D / Orlando Luis Pardo Lazo

I know you loved it because I still remember the color of the days when things happened. A color like my eyes when they greet the sun very early.

It was rickety spring 2007. You you had not graduated. You were sick, very sick. At the risk of not being able to graduate (total, a rather psychedelic Sociology) and Fidel had died several times months ago, so that Havana had never been so alone and so hopeful of his being no more. Never again.

Today, Monday, like the first time that I told a lie for you, night falls again as if nothing in Alamar, while I crossed the park of the pines where we bury a small yellow bird that, we didn’t know it then, died so that you and I wouldn’t really die, so that only love would die and we would bury it with mute tears, one of those last evenings between the urine-smelling roots of the drunks without a country of a numberless area of Alamar.

I know I loved you, and that this love proves that we makes me better than you, even betraying you as you betrayed, that his is my most sincere way to love in spite of myself.

Goodbye Alamar, I think now, and let the Chinese accordions and the old American cars run. I’m in no hurry to return to Havana.
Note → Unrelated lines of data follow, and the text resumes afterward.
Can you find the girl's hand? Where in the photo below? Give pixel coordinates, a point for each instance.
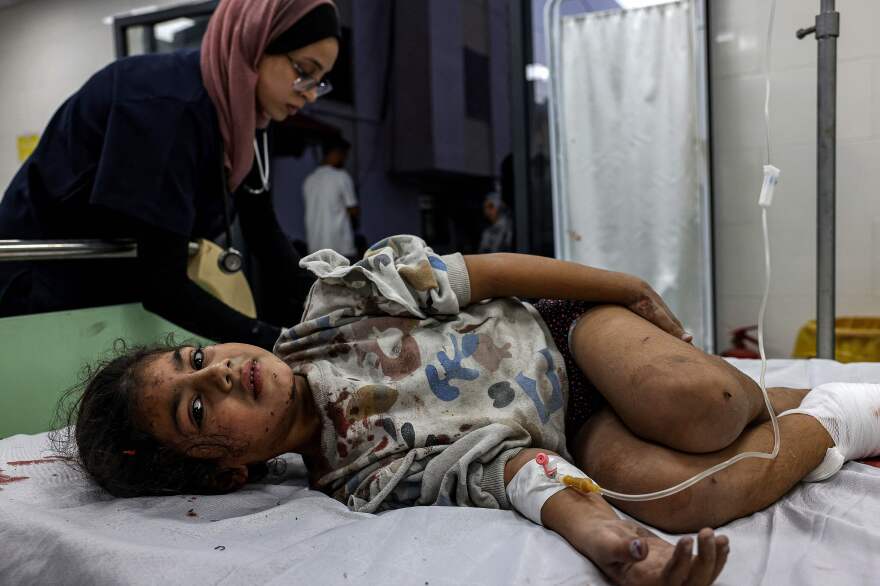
(648, 304)
(629, 554)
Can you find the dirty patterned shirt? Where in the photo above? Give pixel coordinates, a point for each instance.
(423, 397)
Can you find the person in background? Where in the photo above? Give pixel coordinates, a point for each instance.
(498, 235)
(148, 149)
(331, 206)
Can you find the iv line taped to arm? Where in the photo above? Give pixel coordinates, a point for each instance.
(771, 178)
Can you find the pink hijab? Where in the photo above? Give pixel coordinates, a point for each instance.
(236, 38)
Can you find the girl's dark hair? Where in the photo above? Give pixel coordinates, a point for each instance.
(100, 435)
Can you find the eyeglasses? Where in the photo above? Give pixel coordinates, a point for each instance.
(306, 83)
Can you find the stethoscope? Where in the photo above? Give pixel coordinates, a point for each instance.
(231, 260)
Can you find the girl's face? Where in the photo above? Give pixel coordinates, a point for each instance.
(235, 395)
(277, 73)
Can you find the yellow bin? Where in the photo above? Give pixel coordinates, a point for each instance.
(857, 339)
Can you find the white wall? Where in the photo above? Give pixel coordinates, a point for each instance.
(738, 32)
(48, 48)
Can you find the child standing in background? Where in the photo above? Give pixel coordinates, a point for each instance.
(418, 379)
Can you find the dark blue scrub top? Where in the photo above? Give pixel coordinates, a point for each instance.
(139, 141)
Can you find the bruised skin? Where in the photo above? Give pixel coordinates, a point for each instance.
(236, 423)
(664, 389)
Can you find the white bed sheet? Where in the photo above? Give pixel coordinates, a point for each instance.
(56, 527)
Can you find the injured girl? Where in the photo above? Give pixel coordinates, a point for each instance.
(418, 379)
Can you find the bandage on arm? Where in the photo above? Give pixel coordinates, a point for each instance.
(540, 478)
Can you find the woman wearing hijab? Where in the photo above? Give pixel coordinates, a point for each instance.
(149, 148)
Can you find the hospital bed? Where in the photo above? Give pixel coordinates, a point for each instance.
(58, 527)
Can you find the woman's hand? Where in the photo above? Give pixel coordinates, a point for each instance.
(647, 303)
(629, 554)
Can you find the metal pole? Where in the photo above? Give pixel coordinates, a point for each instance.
(32, 250)
(827, 30)
(521, 50)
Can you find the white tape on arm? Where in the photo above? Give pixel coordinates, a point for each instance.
(530, 487)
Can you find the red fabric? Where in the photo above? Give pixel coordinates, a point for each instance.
(237, 36)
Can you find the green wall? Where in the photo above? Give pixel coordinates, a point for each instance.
(42, 355)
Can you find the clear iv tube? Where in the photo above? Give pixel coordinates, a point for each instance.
(773, 419)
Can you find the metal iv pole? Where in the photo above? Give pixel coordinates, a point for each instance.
(827, 29)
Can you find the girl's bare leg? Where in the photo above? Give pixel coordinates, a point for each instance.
(619, 460)
(664, 390)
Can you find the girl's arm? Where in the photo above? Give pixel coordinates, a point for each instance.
(624, 551)
(521, 275)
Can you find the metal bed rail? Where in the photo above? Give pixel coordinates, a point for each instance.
(31, 250)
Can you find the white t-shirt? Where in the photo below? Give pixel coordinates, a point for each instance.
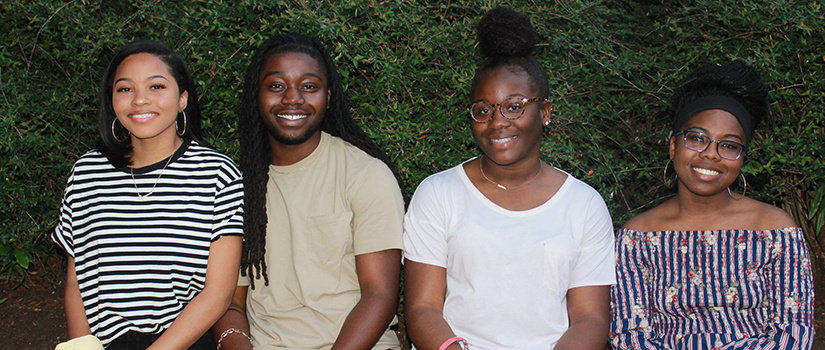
(508, 272)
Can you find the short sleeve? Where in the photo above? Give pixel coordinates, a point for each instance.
(63, 233)
(377, 209)
(596, 264)
(425, 227)
(227, 218)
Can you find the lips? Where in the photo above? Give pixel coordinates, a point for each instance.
(501, 140)
(293, 116)
(704, 171)
(142, 116)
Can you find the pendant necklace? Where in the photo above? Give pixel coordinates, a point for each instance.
(502, 186)
(143, 196)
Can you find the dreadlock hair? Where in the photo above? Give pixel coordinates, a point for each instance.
(733, 80)
(507, 39)
(118, 151)
(255, 156)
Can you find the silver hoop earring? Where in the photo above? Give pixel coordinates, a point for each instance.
(180, 133)
(664, 176)
(744, 191)
(114, 134)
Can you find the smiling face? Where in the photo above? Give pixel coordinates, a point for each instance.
(292, 97)
(502, 140)
(706, 173)
(146, 99)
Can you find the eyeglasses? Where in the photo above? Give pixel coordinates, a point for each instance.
(511, 108)
(699, 142)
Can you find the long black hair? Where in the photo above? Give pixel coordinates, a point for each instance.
(255, 156)
(507, 39)
(118, 151)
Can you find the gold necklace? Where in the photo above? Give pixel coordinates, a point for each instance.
(132, 172)
(502, 186)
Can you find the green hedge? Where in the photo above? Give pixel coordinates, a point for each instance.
(407, 68)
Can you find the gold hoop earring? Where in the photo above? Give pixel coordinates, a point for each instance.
(664, 176)
(114, 134)
(180, 133)
(744, 191)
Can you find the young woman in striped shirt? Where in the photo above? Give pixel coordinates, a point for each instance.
(152, 219)
(711, 268)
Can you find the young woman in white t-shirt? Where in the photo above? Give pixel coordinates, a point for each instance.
(504, 250)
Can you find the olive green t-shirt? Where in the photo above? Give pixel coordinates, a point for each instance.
(324, 210)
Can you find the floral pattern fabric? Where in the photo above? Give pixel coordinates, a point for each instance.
(718, 289)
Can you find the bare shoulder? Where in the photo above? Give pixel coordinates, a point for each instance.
(766, 216)
(651, 220)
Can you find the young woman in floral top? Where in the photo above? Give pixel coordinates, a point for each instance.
(711, 268)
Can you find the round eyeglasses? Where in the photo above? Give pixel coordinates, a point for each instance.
(699, 142)
(511, 108)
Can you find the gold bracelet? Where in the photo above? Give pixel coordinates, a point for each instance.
(230, 331)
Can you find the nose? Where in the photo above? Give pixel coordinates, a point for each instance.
(712, 151)
(140, 98)
(292, 97)
(498, 120)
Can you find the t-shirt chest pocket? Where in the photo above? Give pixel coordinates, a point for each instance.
(329, 238)
(558, 265)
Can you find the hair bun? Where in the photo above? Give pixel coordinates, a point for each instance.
(504, 32)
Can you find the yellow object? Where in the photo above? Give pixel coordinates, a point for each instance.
(86, 342)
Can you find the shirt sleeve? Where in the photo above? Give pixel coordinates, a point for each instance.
(425, 227)
(63, 234)
(227, 218)
(792, 297)
(596, 263)
(377, 209)
(631, 327)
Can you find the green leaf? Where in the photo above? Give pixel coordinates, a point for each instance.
(23, 258)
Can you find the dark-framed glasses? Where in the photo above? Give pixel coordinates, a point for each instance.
(511, 108)
(699, 142)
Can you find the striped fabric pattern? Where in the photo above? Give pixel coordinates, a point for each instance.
(720, 289)
(140, 261)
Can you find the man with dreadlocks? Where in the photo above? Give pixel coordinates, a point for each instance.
(323, 212)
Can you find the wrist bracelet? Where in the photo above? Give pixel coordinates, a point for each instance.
(461, 342)
(230, 331)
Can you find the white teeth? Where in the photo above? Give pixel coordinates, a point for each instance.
(292, 116)
(503, 140)
(706, 171)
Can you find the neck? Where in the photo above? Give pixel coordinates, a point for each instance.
(693, 205)
(510, 176)
(284, 154)
(146, 153)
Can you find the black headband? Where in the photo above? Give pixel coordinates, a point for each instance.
(722, 102)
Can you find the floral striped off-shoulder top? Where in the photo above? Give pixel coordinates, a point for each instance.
(718, 289)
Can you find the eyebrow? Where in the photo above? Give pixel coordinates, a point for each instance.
(147, 79)
(505, 97)
(277, 72)
(705, 131)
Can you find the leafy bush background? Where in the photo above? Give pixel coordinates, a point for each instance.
(407, 67)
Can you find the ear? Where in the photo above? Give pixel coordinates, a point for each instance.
(183, 100)
(546, 109)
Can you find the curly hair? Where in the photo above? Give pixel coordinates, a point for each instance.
(118, 151)
(733, 80)
(507, 38)
(255, 150)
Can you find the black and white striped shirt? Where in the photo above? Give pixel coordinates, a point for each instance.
(140, 261)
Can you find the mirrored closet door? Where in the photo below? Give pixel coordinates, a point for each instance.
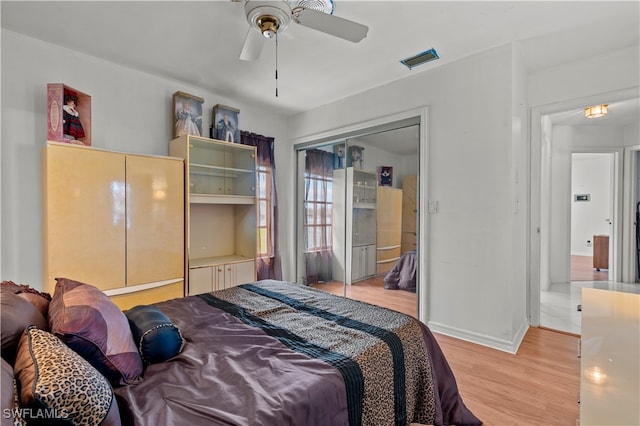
(356, 219)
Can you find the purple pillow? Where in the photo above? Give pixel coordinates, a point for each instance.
(86, 319)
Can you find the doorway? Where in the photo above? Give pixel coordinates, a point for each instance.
(378, 144)
(591, 213)
(557, 132)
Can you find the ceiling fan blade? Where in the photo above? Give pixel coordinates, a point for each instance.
(252, 46)
(332, 24)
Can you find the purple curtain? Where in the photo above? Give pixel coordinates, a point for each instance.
(267, 267)
(318, 251)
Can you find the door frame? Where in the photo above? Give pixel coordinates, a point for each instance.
(615, 201)
(630, 198)
(539, 212)
(394, 121)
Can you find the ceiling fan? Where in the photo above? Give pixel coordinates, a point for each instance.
(269, 18)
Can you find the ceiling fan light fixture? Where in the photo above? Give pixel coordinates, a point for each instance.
(596, 111)
(268, 25)
(268, 17)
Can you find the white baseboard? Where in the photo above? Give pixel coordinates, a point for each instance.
(510, 346)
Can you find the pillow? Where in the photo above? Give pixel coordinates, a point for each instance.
(56, 383)
(158, 339)
(9, 396)
(38, 298)
(86, 319)
(15, 315)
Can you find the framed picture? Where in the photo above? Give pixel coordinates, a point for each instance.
(385, 175)
(68, 115)
(355, 157)
(338, 156)
(226, 123)
(187, 113)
No one expects me today either.

I hadn’t said goodbye to Alamar after so long to be nice and alone, without missing you, without the anxiety of not knowing about you every weekend (as an example), without the sadness that would still come seeing us together, walking hand-in-hand and kissing with a frightening but undeniable languor in this same little park destroyed by the neglect of the times of the Revolution, without thinking the years pass and are unforgiving (as another example), without having to take photos that would later be useless to try to forget, without that epileptic hatred that defaced my heart and for me at least made me look on you with a mercy that for me at least made me want to love you more, I don’t know what more to add now, on foot at the same stop as another decade, I guess I would add of course that without pain, because pain is the first thing that dies when we are so alive.

Memory terrifies. Gives the impression that one only lives once in the truth (without knowing it) and that afterward the whole experience is parody.

But suddenly a pine resin scented breeze and the gray assassin of socialist box architecture, but suddenly a bench without a table or stone where you can sit and the shouts from balcony to balcony of the women who call their children to bathe them and feed them in front of the television (the space in the apartments forces this state life on them), but suddenly the image of your body lying open like an exquisite corpse under my tongue (the tongue that has, since then, earned so much scorn from the then bored beast within my mouth), are enough to awaken the recurring reality that it is impossible to awaken to reality. What has never stopped being incredible. So the infernal will then be some human vision of eternity.

In some weeks or months or 2007 I write you I am sure millions of letters. In first pages, almost all. I think you felt dizzy. You didn’t know how to get out of this reading in circles that today perhaps you would like to recycle like nostalgia tourism. Millions of letters, in first pages. I have nothing more to add at this point of aridity. These letters, if any, that are not even thousands, and I swear to you they will be our last page.